4. Module d’analyse fréquentielle

[1]:
# Basic imports
import hvplot.xarray
import numpy as np
import xarray as xr
import xdatasets as xd

import xhydro as xh
import xhydro.frequency_analysis as xhfa
Redefining 'percent' (<class 'pint.delegates.txt_defparser.plain.UnitDefinition'>)
Redefining '%' (<class 'pint.delegates.txt_defparser.plain.UnitDefinition'>)
Redefining 'year' (<class 'pint.delegates.txt_defparser.plain.UnitDefinition'>)
Redefining 'yr' (<class 'pint.delegates.txt_defparser.plain.UnitDefinition'>)
Redefining 'C' (<class 'pint.delegates.txt_defparser.plain.UnitDefinition'>)
Redefining 'd' (<class 'pint.delegates.txt_defparser.plain.UnitDefinition'>)
Redefining 'h' (<class 'pint.delegates.txt_defparser.plain.UnitDefinition'>)
Redefining 'degrees_north' (<class 'pint.delegates.txt_defparser.plain.UnitDefinition'>)
Redefining 'degrees_east' (<class 'pint.delegates.txt_defparser.plain.UnitDefinition'>)
Redefining 'degrees' (<class 'pint.delegates.txt_defparser.plain.UnitDefinition'>)
Redefining '[speed]' (<class 'pint.delegates.txt_defparser.plain.DerivedDimensionDefinition'>)

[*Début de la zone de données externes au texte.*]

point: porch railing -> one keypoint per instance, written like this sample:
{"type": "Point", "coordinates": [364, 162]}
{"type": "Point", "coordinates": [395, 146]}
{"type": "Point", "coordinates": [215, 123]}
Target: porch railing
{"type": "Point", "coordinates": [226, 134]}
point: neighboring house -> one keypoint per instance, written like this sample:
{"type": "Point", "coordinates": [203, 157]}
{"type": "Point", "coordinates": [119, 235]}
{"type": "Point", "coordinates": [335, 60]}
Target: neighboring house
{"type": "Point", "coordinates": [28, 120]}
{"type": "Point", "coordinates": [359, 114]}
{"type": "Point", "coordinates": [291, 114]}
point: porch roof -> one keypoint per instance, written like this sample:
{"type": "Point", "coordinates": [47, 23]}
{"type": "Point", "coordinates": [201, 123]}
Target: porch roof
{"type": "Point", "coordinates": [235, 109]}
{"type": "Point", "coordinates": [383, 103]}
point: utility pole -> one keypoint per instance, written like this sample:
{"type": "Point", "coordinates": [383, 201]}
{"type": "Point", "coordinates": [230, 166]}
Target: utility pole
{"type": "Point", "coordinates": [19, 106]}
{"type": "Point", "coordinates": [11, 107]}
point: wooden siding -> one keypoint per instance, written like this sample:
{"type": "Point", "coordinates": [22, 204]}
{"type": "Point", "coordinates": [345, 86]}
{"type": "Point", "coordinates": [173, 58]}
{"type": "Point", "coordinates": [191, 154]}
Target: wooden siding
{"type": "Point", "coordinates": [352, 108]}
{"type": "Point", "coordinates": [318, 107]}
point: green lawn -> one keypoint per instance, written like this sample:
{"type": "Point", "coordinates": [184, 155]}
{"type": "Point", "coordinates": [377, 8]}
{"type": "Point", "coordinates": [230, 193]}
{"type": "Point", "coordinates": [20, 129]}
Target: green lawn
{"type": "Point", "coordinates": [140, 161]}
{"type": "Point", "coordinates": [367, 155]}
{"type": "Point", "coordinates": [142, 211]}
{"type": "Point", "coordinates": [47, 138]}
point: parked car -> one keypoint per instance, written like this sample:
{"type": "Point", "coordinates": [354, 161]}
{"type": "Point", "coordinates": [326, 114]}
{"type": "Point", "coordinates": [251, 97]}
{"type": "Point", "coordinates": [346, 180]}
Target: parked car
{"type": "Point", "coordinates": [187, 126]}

4.1. Extraction et préparation des données

For this example, we’ll conduct a frequency analysis using historical time series from various sites. We begin by obtaining a dataset comprising hydrological information. Here, we use the xdataset library to acquire hydrological data from the Ministère de l’Environnement, de la Lutte contre les changements climatiques, de la Faune et des Parcs in Québec, Canada. Specifically, our query focuses on stations with IDs beginning with 020, possessing a natural flow pattern and limited to streamflow data.

Les utilisateurs peuvent préférer générer leur propre xarray.DataArray en utilisant leur propre jeu de données. Au minimum, le xarray.DataArray utilisé pour l’analyse fréquentielle doit suivre les principes suivants :

  • L’ensemble de données a besoin d’une dimension time.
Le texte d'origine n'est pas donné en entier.